こうした中、数万人規模の業界の中で16人を擁するスウィートベイビーは、「強制多角化」の脅威に対抗する新たな、急速に広がるキャンペーンの避雷針となっている。
ベレアは2018年にスウィートベイビーを共同設立した。これは、企業がセンシティビティ・リーディングなどの依頼を受けるスタジオであり、実質的にはライターの雇われ部屋のような存在でもある。彼らは提案や意見を述べることはあっても、批判する人たちが信じ込ませようとしているように、登場人物やストーリーラインを空白のまま追加したり削除したりするわけではない。スウィートベイビーが手がけるプロジェクトの管理権は、最終的にはサービス料を支払う企業にある。「私には依然として監督やライターといった、決定権を持つ誰かがいる」とベレアは言う。「拒否権を持つ人はほとんどいない。そして、それは雇われた人間には絶対に与えられない」
昨年、悪名高いハラスメントサイト「Kiwi Farms」などのサイトで初期対策が開始されましたが、Sweet Babyに関する誤情報の多くは、Sweet Baby Inc DetectedというSteamキュレーショングループに集約されています。このグループは、同社が「関与するゲームのトラッカー」を自称しています。1月29日に設立されたこのグループには、憎悪的なコメント、トランスフォビア、ホモフォビア、人種差別、性差別の温床となっているDiscordサーバーも含まれています。KotakuによるSweet Baby Inc Detectedに関する報道を受けて、チャットメンバーは記事を書いた記者に対し、オンラインで執拗な嫌がらせを行っています。
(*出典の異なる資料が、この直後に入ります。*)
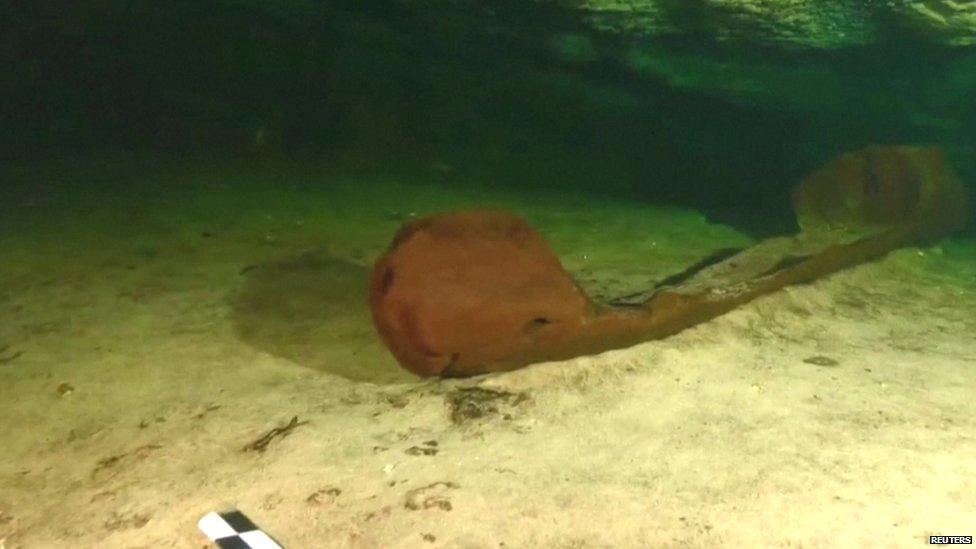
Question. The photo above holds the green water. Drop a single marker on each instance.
(192, 195)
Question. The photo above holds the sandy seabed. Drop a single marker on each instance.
(151, 335)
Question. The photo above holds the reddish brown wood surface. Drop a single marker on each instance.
(470, 292)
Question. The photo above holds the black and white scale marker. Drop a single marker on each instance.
(233, 530)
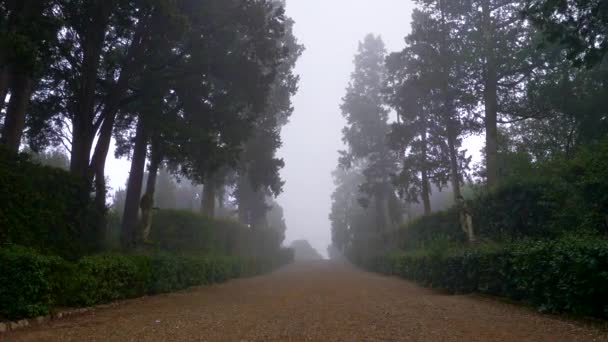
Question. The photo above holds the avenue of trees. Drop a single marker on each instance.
(187, 89)
(528, 75)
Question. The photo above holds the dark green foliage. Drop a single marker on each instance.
(515, 210)
(31, 283)
(440, 226)
(25, 286)
(566, 275)
(187, 232)
(42, 207)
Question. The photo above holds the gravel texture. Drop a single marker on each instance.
(313, 302)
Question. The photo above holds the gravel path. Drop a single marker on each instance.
(313, 302)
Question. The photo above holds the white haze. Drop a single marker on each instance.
(330, 30)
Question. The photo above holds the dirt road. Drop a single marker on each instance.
(313, 302)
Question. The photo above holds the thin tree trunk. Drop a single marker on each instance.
(209, 191)
(454, 169)
(83, 125)
(112, 105)
(4, 84)
(147, 201)
(14, 122)
(426, 187)
(449, 113)
(134, 187)
(490, 99)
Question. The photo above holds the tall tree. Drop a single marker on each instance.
(581, 26)
(366, 133)
(28, 33)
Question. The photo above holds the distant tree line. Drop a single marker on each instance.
(195, 89)
(529, 75)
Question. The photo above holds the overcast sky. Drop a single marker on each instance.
(330, 30)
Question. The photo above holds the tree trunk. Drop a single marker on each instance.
(147, 201)
(4, 84)
(490, 99)
(451, 118)
(454, 168)
(112, 105)
(130, 217)
(208, 204)
(83, 120)
(426, 187)
(14, 122)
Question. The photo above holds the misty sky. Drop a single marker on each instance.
(330, 30)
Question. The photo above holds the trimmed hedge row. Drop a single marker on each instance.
(43, 207)
(566, 275)
(31, 284)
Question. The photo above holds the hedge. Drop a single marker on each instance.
(43, 207)
(179, 231)
(566, 275)
(31, 283)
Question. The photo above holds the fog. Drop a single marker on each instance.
(330, 30)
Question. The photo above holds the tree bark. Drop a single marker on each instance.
(449, 113)
(147, 201)
(14, 122)
(4, 84)
(209, 191)
(454, 168)
(112, 105)
(134, 187)
(426, 188)
(84, 116)
(490, 98)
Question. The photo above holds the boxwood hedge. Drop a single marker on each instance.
(31, 283)
(564, 275)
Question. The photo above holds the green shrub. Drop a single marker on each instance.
(515, 210)
(31, 283)
(26, 287)
(566, 275)
(43, 207)
(179, 231)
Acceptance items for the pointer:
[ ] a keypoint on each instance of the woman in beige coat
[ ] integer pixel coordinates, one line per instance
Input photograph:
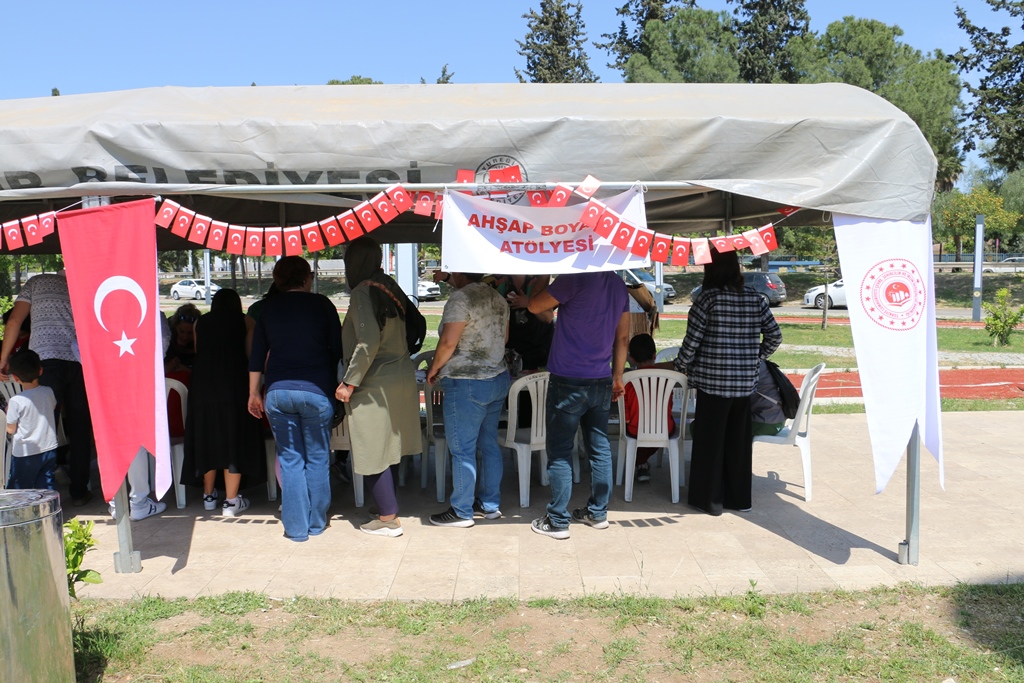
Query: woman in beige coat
(379, 383)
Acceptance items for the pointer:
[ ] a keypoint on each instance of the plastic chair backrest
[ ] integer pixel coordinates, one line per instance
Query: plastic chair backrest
(537, 386)
(654, 390)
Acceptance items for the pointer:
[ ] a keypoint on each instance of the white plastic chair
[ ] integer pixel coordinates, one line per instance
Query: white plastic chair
(654, 390)
(798, 431)
(178, 442)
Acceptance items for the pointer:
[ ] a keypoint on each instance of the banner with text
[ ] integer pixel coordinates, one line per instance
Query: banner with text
(481, 236)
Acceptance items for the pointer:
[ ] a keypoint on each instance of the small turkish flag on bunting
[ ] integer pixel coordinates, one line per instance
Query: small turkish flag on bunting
(367, 216)
(47, 222)
(166, 214)
(332, 231)
(200, 227)
(767, 233)
(182, 221)
(401, 200)
(385, 209)
(254, 242)
(560, 195)
(592, 213)
(30, 226)
(680, 251)
(425, 204)
(12, 233)
(701, 251)
(293, 242)
(588, 186)
(660, 249)
(349, 225)
(236, 240)
(538, 198)
(218, 231)
(722, 245)
(624, 235)
(756, 243)
(314, 241)
(271, 236)
(641, 245)
(606, 223)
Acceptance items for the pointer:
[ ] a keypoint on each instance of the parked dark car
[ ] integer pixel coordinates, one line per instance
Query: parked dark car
(768, 285)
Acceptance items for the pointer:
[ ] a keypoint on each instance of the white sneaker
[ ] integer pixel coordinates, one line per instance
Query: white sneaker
(233, 507)
(147, 509)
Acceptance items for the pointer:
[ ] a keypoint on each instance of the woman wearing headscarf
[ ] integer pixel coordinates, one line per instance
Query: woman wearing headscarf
(297, 344)
(379, 382)
(219, 432)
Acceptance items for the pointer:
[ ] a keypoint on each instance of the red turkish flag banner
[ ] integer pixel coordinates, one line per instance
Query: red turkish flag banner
(218, 232)
(254, 242)
(349, 225)
(310, 232)
(588, 186)
(182, 221)
(701, 251)
(367, 216)
(560, 195)
(30, 226)
(167, 212)
(592, 213)
(624, 235)
(385, 209)
(236, 240)
(271, 236)
(425, 204)
(641, 245)
(332, 231)
(401, 200)
(662, 248)
(200, 228)
(767, 233)
(680, 251)
(12, 235)
(293, 242)
(114, 298)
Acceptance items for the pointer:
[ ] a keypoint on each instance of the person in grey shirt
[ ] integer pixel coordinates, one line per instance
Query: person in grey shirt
(469, 366)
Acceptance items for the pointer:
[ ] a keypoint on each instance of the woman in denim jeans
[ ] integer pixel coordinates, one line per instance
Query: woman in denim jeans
(469, 364)
(297, 343)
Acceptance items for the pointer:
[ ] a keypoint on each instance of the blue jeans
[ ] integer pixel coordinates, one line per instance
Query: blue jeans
(301, 425)
(573, 403)
(471, 412)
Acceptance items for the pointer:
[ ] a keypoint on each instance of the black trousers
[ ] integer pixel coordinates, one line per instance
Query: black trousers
(65, 377)
(721, 464)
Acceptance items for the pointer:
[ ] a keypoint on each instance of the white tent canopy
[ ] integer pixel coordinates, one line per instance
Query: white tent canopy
(271, 156)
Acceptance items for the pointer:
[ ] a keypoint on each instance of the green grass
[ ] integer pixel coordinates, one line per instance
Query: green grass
(901, 634)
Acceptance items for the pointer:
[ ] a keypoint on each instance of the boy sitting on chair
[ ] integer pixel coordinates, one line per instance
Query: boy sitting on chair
(641, 355)
(31, 421)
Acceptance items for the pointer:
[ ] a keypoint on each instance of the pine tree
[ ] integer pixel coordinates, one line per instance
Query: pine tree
(765, 29)
(554, 45)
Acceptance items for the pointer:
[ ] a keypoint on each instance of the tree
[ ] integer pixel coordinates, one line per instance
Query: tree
(693, 46)
(764, 29)
(554, 45)
(629, 39)
(998, 105)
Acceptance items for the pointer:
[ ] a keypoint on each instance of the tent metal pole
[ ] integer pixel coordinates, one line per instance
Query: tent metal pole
(908, 549)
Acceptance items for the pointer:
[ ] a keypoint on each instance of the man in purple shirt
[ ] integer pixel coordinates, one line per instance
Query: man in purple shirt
(587, 360)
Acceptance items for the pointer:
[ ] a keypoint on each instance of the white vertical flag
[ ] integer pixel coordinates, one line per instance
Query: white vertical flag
(887, 266)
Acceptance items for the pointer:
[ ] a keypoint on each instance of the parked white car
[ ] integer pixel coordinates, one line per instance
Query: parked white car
(192, 289)
(816, 296)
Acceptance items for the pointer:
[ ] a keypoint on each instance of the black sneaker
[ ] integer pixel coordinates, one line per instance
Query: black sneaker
(584, 516)
(545, 527)
(480, 513)
(450, 518)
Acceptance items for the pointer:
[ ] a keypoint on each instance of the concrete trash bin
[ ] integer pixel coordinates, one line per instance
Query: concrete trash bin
(35, 607)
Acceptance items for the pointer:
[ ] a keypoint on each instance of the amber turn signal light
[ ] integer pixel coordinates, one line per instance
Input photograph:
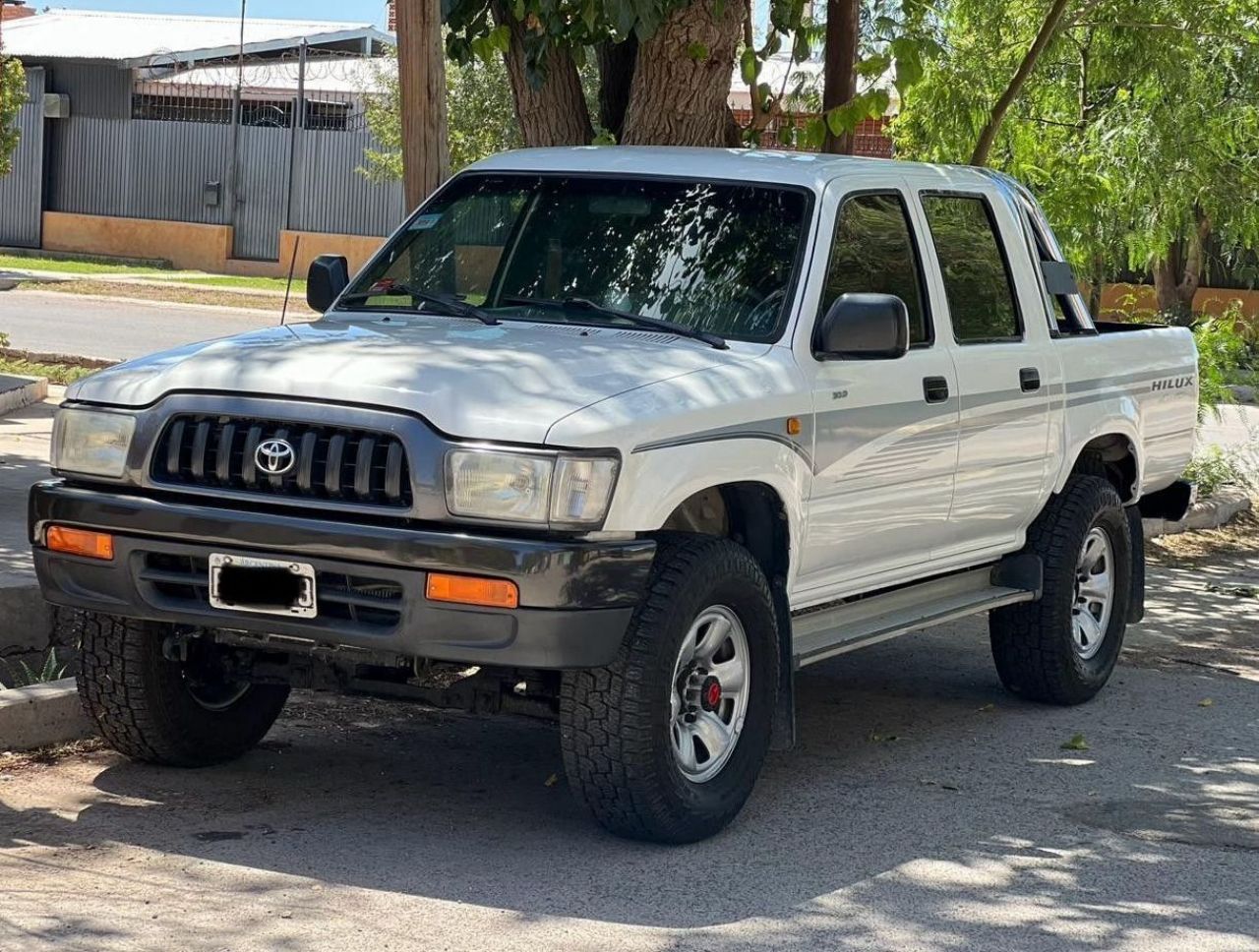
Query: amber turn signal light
(468, 589)
(80, 542)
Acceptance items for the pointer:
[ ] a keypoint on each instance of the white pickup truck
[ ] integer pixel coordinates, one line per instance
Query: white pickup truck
(624, 437)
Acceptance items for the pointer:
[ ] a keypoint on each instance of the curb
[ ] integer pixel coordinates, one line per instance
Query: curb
(40, 715)
(18, 391)
(1206, 514)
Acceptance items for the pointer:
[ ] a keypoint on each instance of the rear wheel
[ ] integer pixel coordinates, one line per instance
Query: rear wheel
(152, 708)
(666, 742)
(1062, 647)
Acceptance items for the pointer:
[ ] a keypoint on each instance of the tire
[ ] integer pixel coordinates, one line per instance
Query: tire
(1035, 643)
(619, 726)
(145, 708)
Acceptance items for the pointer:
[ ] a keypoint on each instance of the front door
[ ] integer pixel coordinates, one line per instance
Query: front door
(885, 431)
(1003, 364)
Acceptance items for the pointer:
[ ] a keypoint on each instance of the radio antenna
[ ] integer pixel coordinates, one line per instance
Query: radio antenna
(292, 264)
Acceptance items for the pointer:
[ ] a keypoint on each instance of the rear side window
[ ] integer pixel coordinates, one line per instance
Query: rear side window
(981, 296)
(872, 251)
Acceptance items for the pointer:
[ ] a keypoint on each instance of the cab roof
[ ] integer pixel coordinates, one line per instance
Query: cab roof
(762, 165)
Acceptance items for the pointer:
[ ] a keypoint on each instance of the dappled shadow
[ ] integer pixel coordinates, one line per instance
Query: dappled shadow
(922, 808)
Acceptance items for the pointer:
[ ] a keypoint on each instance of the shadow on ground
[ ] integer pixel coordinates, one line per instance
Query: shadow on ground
(923, 808)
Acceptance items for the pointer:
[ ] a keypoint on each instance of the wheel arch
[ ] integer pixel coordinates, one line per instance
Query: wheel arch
(1113, 454)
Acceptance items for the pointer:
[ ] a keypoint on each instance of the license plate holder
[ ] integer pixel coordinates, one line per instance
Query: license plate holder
(246, 583)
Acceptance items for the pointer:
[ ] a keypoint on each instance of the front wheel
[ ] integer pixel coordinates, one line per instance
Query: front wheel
(666, 742)
(1061, 649)
(160, 710)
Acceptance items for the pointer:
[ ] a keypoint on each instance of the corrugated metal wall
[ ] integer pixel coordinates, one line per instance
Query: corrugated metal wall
(262, 192)
(95, 89)
(22, 188)
(139, 169)
(101, 161)
(158, 169)
(329, 196)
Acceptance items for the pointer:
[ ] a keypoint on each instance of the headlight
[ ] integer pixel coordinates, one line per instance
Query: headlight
(92, 443)
(524, 488)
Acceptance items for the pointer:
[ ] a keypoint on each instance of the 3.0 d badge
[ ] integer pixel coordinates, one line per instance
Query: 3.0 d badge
(274, 457)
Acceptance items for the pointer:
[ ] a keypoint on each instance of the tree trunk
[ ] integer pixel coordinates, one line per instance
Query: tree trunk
(682, 85)
(842, 32)
(422, 98)
(552, 112)
(617, 62)
(989, 135)
(1176, 286)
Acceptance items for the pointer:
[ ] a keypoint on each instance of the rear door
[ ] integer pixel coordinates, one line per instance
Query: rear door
(1005, 368)
(885, 431)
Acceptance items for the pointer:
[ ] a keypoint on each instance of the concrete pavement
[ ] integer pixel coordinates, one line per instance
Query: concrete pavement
(925, 809)
(115, 328)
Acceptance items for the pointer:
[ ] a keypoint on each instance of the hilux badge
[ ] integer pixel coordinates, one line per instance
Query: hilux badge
(274, 457)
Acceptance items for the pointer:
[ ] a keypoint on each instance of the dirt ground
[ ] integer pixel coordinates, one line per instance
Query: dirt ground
(923, 808)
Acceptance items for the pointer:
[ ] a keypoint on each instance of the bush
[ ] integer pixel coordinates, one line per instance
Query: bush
(1223, 354)
(1214, 467)
(23, 675)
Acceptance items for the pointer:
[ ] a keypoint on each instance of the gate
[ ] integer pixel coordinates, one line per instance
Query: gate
(22, 190)
(261, 192)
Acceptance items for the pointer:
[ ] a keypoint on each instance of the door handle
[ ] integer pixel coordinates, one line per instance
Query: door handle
(934, 389)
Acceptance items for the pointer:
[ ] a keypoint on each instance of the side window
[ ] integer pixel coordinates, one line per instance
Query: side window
(981, 296)
(872, 251)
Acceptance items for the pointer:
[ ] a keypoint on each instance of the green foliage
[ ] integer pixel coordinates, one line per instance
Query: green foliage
(1222, 351)
(481, 116)
(1215, 467)
(1140, 117)
(13, 94)
(23, 675)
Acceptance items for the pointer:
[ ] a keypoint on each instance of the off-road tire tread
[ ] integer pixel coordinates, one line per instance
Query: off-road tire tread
(127, 691)
(1033, 658)
(606, 712)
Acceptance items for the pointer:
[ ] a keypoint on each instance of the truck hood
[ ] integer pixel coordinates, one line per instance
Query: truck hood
(510, 382)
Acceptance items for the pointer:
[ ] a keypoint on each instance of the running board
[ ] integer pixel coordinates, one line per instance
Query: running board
(822, 633)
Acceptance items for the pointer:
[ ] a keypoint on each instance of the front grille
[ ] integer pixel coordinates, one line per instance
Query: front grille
(331, 462)
(359, 600)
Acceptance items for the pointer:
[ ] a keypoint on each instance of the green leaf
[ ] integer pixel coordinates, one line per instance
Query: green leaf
(749, 67)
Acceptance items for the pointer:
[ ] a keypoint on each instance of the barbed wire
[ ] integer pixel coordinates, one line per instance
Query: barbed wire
(335, 89)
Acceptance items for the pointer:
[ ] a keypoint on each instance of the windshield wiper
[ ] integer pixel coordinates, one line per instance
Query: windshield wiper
(453, 306)
(583, 304)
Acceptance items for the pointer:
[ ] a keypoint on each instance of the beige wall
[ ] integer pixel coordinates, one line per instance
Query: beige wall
(194, 247)
(1140, 299)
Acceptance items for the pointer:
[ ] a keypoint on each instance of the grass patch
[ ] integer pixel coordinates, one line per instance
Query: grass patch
(77, 266)
(176, 295)
(89, 268)
(58, 373)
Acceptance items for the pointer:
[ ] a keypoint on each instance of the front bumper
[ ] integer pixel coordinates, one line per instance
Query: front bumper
(575, 597)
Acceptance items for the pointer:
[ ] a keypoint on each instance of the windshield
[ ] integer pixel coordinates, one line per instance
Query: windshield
(708, 256)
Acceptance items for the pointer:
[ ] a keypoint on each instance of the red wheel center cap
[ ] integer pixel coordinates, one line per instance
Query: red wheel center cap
(710, 692)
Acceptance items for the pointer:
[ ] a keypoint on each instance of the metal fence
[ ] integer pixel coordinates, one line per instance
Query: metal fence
(262, 145)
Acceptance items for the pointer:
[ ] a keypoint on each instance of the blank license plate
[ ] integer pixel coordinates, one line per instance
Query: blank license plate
(242, 583)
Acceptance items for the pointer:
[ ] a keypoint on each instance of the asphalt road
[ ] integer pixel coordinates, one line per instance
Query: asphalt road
(923, 808)
(112, 328)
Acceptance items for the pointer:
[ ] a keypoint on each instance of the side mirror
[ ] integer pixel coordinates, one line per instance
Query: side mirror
(864, 327)
(328, 277)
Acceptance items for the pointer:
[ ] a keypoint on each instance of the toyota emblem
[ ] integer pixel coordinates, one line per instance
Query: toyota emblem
(274, 457)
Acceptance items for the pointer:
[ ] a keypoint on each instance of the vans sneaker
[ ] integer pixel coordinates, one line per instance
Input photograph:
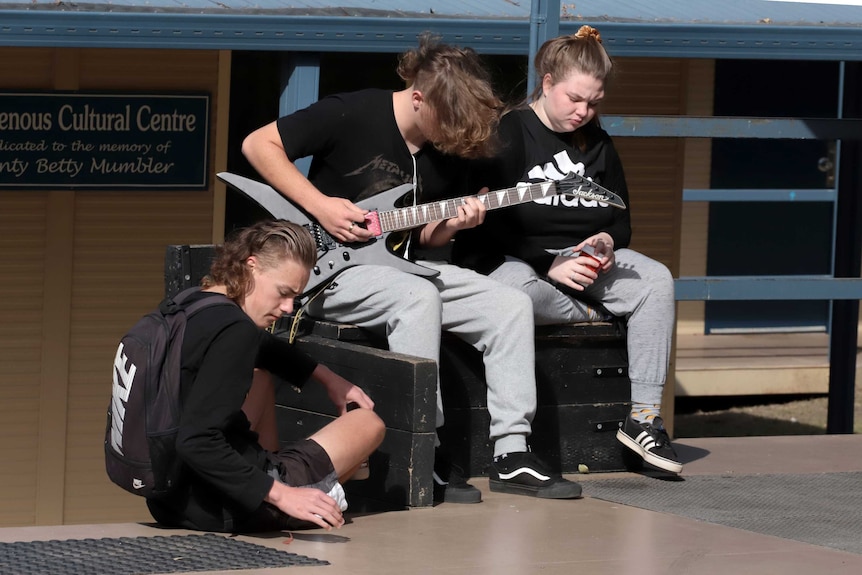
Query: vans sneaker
(651, 442)
(450, 482)
(525, 474)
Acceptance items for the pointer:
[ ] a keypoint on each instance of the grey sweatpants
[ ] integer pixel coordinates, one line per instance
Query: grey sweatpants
(411, 311)
(637, 288)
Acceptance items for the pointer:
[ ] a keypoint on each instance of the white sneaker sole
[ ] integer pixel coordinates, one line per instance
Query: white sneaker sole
(651, 458)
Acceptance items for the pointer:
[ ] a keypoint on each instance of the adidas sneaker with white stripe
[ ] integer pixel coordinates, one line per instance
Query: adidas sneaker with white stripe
(651, 442)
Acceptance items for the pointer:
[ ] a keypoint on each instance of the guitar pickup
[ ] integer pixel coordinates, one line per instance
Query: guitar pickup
(372, 223)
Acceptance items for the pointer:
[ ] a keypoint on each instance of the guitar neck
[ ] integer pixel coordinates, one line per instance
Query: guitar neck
(415, 216)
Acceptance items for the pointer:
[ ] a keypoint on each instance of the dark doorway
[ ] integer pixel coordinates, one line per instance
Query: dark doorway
(771, 238)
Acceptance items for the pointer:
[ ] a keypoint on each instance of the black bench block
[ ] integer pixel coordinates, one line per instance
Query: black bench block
(403, 389)
(583, 393)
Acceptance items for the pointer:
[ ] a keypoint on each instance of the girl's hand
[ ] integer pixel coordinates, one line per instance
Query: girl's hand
(603, 245)
(574, 272)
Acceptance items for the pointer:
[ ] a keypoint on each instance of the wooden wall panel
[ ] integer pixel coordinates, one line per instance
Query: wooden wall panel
(653, 166)
(104, 250)
(120, 241)
(22, 257)
(119, 246)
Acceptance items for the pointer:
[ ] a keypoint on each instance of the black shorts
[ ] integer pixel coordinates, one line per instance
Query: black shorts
(302, 463)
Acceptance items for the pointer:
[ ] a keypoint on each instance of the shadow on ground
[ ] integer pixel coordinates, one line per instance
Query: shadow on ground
(735, 424)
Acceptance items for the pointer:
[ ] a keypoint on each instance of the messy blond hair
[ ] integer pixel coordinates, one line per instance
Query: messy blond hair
(271, 241)
(458, 90)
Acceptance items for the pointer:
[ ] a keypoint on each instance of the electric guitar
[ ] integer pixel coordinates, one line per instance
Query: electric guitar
(334, 257)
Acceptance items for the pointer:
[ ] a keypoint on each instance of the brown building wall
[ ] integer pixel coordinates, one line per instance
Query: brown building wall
(78, 269)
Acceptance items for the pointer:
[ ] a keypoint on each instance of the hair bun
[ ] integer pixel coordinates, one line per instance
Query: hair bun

Sweet Babyのライターの一人によると、Steamグループの開設後、同社への嫌がらせが「著しく増加」し、嫌がらせのテキストメッセージやダイレクトメッセージが送られてくるようになったという。(WIREDはライターの安全を配慮し、氏名を伏せることに同意した。)「彼らはこれを聖戦のように扱っている」と彼らは言う。「カルト的な雰囲気を醸し出している」
YouTube のインタビューで、Sweet Baby Inc Detected を設立したと主張する男性は、同社への関心は『ゴッド・オブ・ウォー ラグナロク』から始まったと述べている。このゲームは彼がプレイしたことはないと認めているが、そのゲームで「何かが違う」と気づき、「なぜこのゲームはこんな風になっているのか」と疑問に思ったという。Sweet Baby の Web サイトにアクセスし、彼は、大ヒットした『スパイダーマン 2』(これもプレイしたことはないというゲーム)など、彼らが手がけたプロジェクトを調べ、「あるパターンに気づいた」と回想している。Sweet Baby Inc Detected の制作者はブラジルを拠点としているというが、そのパターンが具体的にどのようなものかは決して説明せず、代わりに「意識の高い製品」や「美徳シグナリング」などの流行語を使用し、これらのゲームのいくつかには「非常に多様なキャスト」がいたと述べている。インタビューの後半で、彼は「私たちのゲーム、私たちの娯楽、私たちが愛するものが、このようなもの、政治的な意図のために利用されている」と不満を述べている。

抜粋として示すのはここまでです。